Pourquoi tant de haine à l’époque ? Il y a certes quelques scènes osées. On y voit par exemple -furtivement- pour la première fois dans le cinéma britannique une poitrine entièrement dénudée. Mais la raison principale est que le film suit un tueur en série, sans le présenter comme un grand fou ou un méchant machiavélique. Mark ne peut s’empêcher de filmer la terreur des femmes alors qu’elles agonisent. Et « Peeping Tom » tente de fournir une explication psychologique en montrant Mark comme victime attendrissante des abus de son père.
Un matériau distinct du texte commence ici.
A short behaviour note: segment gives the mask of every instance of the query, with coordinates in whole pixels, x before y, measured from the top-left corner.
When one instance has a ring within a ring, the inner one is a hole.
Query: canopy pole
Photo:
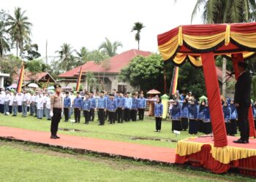
[[[227,139],[214,53],[212,52],[203,53],[201,58],[209,103],[214,146],[224,147],[227,146]]]
[[[233,66],[235,71],[236,80],[237,80],[238,79],[238,62],[244,61],[243,54],[242,53],[233,54],[232,60],[233,60]],[[248,120],[249,120],[249,136],[256,138],[256,131],[255,131],[255,122],[253,120],[252,106],[250,106],[248,110]]]

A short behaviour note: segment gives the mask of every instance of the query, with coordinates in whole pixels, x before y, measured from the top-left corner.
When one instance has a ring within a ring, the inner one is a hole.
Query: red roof
[[[82,72],[86,73],[91,72],[105,72],[105,73],[120,73],[121,70],[129,64],[129,62],[137,55],[148,56],[152,53],[150,52],[142,51],[138,50],[131,50],[120,55],[115,55],[110,58],[110,69],[105,70],[101,64],[96,64],[94,61],[88,61],[86,63],[82,66]],[[59,75],[59,77],[74,77],[78,74],[80,71],[80,66],[69,70],[62,74]]]

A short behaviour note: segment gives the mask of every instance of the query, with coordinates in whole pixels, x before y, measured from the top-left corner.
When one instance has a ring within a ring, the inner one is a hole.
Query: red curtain
[[[211,121],[214,138],[214,146],[226,146],[227,145],[226,127],[224,122],[214,53],[212,52],[203,53],[201,55],[201,58],[206,80],[207,97],[209,102]]]
[[[238,78],[238,62],[244,61],[243,55],[241,53],[233,54],[232,55],[232,59],[233,59],[233,66],[235,71],[235,76],[236,76],[236,79],[237,80]],[[256,137],[256,131],[255,131],[255,122],[253,120],[252,106],[250,106],[248,111],[248,119],[249,119],[249,136]]]

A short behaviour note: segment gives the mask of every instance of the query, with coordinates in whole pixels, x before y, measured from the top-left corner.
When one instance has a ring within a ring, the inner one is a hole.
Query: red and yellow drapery
[[[215,147],[227,145],[214,56],[223,55],[237,63],[256,55],[256,23],[182,25],[159,34],[158,48],[165,61],[179,66],[187,60],[203,67],[209,100]],[[237,76],[236,76],[237,78]],[[250,136],[255,128],[250,113]]]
Un concept presque standard aujourd’hui, mais inacceptable par l’establishment de 1960… Alors que « Peeping Tom » est une belle œuvre, à la complexité bienvenue, et à l’audace chère à Michael Powell.
En premier lieu, il y a l’idée géniale d’avoir embauché Karlheinz Böhm pour jouer le tueur à l’esprit torturé. Connu en Europe continentale pour son rôle de prince galant et romantique dans les films Sissi, il livre là un énorme contre-emploi.
Puis il y a les thématiques abordées, très riches. Une mise en abîme du cinéma et du fait de capter les émotions (et l’âme ?) d’une personne via une caméra. Ceci évoqué à travers l’obsession voyeuriste du protagoniste, allant jusqu’à faire de sa caméra un objet sexuel (allusions phalliques, baisers à l’objectif…). Ou à travers sa volonté de construire une réalité à l’écran plutôt que dans la vraie vie. Ainsi, notre homme, privé de sa peur par son père, a l’obsession de vouloir capturer celle des autres sur pellicule.
Enfin, évidemment, la mise en scène. Michael Powell livre là une œuvre immédiatement dérangeante. Des plans novateurs très modernes (dont la fameuse vision subjective, qui sera réutilisée à foison dans les slashers). Des couleurs vives, des jeux d’ombres, et des éclairages de couleurs dissonantes, qui donnent un aspect irréel, voire cauchemardesque à certaines scènes. Et cette BO éparse au piano, qui rappelle le cinéma muet le fait que notre protagoniste filme sans enregistrer le son.
« Peeping Tom » est donc à ranger à la liste des grandes injustices du cinéma. D’autant plus injuste que ses thèmes sont hitchcockiens, et que « Psycho » est sorti à peu près au même moment, avec succès.